Related Work & Insights¶
- vs. InterDyn: InterDyn uses ControlNet with hand mask sequences for video generation but underutilizes conditions and requires a real first frame. Ours uses multi-modal conditions without a first frame, reducing FVD from 38.83 to 29.13.
- vs. CosHand: CosHand relies solely on hand masks and lacks explicit temporal modeling, leading to inter-frame inconsistency. Ours uses a video diffusion base model + temporal attention to ensure continuity.
- vs.
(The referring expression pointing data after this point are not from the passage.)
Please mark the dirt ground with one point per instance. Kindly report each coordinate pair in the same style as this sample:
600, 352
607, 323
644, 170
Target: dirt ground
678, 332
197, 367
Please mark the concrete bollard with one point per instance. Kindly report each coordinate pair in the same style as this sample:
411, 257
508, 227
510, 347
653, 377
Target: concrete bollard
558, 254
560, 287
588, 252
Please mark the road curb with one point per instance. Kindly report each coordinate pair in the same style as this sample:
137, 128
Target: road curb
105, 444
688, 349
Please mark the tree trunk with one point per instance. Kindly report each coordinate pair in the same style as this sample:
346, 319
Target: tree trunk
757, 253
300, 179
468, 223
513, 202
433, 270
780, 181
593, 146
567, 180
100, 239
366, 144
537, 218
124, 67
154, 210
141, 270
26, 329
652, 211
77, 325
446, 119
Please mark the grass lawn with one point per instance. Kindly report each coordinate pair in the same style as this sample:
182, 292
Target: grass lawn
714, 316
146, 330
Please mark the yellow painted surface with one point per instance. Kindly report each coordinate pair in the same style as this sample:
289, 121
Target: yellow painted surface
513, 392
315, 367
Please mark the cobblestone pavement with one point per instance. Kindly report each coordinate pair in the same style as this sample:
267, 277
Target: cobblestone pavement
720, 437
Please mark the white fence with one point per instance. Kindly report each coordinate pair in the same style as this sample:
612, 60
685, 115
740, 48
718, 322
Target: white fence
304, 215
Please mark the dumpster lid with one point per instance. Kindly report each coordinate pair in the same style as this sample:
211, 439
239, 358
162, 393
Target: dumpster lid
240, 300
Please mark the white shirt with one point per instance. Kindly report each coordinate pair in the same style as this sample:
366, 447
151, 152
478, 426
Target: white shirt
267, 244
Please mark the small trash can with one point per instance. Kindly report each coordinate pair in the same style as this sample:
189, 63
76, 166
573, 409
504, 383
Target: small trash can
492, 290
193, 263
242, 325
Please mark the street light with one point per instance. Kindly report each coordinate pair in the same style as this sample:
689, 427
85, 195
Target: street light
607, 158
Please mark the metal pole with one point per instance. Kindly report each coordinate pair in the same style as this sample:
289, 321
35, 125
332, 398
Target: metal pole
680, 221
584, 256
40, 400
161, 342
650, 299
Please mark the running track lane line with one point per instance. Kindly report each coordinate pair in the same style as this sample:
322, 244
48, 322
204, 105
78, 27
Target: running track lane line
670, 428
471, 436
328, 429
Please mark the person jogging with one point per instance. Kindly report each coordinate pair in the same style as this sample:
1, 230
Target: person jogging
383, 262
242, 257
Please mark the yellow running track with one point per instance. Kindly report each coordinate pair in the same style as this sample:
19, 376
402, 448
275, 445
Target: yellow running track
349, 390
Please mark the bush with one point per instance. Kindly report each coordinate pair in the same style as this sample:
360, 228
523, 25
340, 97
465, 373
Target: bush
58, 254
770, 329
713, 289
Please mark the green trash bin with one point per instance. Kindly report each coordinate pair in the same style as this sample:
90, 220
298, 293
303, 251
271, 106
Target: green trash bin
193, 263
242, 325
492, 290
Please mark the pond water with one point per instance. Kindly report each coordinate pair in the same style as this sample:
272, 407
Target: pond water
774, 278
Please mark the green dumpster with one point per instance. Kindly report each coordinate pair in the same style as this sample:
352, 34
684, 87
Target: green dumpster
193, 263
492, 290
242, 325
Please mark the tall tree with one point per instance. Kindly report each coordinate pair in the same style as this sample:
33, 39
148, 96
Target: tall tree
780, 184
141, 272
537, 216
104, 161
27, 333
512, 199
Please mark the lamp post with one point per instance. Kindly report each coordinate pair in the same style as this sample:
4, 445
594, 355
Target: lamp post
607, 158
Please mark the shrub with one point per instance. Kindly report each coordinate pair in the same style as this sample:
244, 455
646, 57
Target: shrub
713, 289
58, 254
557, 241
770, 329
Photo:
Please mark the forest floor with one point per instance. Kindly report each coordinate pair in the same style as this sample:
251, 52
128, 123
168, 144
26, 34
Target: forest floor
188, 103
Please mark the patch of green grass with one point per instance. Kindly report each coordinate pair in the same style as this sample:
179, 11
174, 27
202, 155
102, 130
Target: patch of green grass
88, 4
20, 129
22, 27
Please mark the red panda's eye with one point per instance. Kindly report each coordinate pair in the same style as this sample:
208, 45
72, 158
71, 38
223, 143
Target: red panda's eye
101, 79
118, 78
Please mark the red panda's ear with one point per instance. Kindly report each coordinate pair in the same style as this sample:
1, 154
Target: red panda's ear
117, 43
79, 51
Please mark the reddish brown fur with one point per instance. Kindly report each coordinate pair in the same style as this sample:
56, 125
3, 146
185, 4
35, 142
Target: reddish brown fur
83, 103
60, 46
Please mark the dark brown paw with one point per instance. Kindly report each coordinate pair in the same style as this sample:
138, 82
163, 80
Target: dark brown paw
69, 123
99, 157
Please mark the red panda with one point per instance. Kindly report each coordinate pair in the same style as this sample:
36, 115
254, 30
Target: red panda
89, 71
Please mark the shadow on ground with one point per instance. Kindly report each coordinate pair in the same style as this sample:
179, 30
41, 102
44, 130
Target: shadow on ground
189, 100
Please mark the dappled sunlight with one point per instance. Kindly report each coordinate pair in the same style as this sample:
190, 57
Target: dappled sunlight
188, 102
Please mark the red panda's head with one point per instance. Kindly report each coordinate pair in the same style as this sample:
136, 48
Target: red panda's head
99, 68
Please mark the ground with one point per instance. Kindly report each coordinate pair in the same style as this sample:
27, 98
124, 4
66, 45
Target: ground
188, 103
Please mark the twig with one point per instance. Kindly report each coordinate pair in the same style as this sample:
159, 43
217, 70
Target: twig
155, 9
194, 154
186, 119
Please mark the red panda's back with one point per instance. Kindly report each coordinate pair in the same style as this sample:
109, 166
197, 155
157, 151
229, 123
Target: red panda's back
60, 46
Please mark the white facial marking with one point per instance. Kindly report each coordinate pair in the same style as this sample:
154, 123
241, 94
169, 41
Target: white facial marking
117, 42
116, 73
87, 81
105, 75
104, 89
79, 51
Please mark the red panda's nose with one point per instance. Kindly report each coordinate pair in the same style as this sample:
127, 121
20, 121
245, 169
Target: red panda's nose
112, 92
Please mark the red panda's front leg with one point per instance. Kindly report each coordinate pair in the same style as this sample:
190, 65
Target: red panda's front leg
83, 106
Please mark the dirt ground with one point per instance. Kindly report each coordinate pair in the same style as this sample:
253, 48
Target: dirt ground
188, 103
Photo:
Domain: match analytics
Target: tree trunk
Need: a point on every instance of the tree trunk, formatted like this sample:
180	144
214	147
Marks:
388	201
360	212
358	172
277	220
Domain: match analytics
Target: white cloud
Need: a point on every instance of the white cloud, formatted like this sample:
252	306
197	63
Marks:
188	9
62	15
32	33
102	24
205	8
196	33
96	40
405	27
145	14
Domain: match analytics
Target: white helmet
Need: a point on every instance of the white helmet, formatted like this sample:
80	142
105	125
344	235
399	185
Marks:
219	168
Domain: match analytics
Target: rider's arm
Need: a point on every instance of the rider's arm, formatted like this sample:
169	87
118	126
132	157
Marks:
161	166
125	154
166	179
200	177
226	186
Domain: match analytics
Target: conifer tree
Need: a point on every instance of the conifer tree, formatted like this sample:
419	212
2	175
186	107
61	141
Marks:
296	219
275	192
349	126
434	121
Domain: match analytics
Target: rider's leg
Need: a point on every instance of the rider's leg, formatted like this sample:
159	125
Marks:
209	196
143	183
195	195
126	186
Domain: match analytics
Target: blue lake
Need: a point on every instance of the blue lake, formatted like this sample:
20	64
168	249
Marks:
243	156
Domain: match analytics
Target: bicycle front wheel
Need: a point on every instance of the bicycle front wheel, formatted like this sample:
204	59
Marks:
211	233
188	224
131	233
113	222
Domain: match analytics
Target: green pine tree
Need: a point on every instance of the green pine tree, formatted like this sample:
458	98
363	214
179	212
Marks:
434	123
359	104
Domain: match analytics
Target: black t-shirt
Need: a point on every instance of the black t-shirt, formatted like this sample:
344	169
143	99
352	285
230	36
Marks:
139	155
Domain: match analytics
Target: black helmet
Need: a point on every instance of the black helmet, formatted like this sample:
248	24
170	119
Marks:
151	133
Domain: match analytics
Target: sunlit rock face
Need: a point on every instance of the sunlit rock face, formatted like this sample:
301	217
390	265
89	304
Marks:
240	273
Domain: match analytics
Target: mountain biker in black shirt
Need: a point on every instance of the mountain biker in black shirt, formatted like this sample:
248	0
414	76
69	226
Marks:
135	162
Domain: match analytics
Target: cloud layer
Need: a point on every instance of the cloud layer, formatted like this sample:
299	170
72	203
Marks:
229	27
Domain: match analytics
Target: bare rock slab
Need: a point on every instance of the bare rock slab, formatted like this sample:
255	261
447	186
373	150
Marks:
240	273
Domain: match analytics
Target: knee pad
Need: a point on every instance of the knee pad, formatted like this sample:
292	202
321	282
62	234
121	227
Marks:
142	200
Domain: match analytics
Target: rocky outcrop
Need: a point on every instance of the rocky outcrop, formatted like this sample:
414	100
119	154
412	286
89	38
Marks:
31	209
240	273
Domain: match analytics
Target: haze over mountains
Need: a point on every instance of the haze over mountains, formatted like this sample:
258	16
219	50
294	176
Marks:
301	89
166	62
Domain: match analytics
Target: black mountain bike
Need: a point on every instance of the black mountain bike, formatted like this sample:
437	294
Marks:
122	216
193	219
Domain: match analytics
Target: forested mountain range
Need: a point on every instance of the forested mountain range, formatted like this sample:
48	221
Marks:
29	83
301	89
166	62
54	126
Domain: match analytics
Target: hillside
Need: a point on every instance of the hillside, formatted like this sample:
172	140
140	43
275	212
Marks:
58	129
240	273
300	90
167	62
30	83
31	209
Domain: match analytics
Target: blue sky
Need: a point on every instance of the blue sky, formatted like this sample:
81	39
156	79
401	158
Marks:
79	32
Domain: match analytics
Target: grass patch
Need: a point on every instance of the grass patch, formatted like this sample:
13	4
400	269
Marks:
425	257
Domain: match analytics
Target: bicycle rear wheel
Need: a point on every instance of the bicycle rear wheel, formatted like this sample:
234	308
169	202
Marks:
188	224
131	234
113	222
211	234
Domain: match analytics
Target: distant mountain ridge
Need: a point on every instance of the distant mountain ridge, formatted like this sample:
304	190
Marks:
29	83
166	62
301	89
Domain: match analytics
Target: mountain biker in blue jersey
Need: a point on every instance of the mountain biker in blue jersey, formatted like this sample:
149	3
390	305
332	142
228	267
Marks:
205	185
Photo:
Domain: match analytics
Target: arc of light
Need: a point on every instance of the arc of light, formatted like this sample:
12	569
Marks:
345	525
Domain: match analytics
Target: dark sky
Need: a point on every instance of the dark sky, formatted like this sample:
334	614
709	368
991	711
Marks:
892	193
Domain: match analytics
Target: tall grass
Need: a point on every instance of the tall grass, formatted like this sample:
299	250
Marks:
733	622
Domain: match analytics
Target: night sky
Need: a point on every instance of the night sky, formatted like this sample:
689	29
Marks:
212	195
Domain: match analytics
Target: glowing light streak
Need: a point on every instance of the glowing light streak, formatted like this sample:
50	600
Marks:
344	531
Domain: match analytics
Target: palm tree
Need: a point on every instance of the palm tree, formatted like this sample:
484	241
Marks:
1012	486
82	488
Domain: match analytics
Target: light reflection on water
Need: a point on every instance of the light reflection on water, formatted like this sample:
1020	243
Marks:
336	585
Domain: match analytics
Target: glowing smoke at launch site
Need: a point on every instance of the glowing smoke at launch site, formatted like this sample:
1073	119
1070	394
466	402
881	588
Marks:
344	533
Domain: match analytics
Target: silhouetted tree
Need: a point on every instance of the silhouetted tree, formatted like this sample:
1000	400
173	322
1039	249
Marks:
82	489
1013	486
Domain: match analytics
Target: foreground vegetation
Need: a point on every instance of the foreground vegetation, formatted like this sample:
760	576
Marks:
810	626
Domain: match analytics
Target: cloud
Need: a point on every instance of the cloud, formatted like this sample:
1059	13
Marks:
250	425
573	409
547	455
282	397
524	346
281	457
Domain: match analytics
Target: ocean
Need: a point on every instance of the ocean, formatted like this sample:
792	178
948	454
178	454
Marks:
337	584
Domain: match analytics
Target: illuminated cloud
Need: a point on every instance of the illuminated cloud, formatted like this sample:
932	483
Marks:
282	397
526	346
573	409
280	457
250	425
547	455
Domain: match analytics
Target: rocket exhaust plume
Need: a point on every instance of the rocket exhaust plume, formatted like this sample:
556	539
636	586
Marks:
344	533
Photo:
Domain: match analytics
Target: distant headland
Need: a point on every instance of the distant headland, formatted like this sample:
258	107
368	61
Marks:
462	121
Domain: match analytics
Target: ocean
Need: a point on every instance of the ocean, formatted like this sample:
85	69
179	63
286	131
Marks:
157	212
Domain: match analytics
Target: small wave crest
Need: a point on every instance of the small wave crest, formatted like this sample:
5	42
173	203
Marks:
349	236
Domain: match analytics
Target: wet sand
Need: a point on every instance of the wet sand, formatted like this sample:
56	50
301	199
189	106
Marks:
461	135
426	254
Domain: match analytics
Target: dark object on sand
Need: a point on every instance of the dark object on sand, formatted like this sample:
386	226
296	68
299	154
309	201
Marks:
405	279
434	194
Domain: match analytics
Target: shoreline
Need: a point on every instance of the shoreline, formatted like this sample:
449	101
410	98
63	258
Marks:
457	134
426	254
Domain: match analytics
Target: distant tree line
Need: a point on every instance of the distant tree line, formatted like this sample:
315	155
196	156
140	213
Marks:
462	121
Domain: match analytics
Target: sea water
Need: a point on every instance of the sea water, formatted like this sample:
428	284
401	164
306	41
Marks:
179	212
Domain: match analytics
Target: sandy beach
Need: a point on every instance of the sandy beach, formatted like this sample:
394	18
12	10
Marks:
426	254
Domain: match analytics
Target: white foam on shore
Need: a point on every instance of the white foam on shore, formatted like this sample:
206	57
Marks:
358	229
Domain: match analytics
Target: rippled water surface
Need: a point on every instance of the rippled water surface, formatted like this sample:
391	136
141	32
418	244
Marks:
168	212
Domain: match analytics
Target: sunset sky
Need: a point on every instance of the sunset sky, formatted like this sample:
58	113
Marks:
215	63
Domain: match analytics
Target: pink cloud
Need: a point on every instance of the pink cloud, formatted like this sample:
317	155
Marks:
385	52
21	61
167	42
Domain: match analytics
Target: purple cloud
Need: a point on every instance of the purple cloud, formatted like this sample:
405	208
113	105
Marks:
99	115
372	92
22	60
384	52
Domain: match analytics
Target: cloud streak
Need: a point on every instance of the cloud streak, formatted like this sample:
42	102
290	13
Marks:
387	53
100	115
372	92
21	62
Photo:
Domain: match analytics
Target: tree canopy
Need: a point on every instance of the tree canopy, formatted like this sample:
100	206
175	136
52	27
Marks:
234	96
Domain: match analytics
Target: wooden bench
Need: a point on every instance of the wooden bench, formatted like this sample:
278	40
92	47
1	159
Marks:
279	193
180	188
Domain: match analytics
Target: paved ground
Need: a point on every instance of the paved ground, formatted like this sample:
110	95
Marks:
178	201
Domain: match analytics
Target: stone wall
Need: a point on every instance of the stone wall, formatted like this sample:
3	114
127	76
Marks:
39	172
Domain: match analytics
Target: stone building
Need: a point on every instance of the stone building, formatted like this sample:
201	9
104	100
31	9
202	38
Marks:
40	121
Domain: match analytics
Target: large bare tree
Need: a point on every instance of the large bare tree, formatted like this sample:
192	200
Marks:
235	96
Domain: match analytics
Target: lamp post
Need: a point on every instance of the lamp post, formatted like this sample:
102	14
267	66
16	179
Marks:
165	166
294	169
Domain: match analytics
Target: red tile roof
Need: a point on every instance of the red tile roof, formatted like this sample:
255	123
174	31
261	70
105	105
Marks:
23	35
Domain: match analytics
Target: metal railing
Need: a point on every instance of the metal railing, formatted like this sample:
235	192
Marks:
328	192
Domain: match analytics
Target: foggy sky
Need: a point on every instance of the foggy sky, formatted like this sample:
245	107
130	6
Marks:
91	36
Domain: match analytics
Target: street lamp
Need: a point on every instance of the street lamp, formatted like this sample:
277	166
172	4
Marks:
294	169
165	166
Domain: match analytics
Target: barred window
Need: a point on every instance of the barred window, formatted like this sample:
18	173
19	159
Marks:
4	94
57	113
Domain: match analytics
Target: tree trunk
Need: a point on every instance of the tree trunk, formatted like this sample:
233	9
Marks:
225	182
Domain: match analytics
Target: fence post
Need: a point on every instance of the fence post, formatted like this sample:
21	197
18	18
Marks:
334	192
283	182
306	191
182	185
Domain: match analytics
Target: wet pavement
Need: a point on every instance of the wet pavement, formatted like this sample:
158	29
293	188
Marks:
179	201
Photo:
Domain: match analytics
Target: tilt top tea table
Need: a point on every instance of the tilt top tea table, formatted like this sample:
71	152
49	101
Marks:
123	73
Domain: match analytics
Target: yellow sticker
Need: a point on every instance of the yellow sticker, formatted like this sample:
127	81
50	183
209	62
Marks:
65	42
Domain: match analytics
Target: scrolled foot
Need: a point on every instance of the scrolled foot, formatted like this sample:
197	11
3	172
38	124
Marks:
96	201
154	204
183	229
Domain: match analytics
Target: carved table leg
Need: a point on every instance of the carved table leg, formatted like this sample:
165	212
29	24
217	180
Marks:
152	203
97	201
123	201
ManiVideo: ManiVideo introduces occlusion-aware representations but requires human appearance data (which simulators cannot provide), making it unsuitable for sim-to-real.
Rating¶
- Novelty: ⭐⭐⭐⭐ The decoupling into three stages and multi-modal control is innovative in its objective of "no real first frame needed," even if the individual components are established.
- Experimental Thoroughness: ⭐⭐⭐⭐⭐ Comprehensive experiments across DexYCB and OAKINK2, involving ablation studies, downstream validation, and zero-shot transfer.
- Writing Quality: ⭐⭐⭐⭐ Clear diagrams and well-defined problem statements.
- Value: ⭐⭐⭐⭐⭐ High practical utility for synthetic data generation in embodied AI, proving the feasibility of sim-to-real HOI video generation.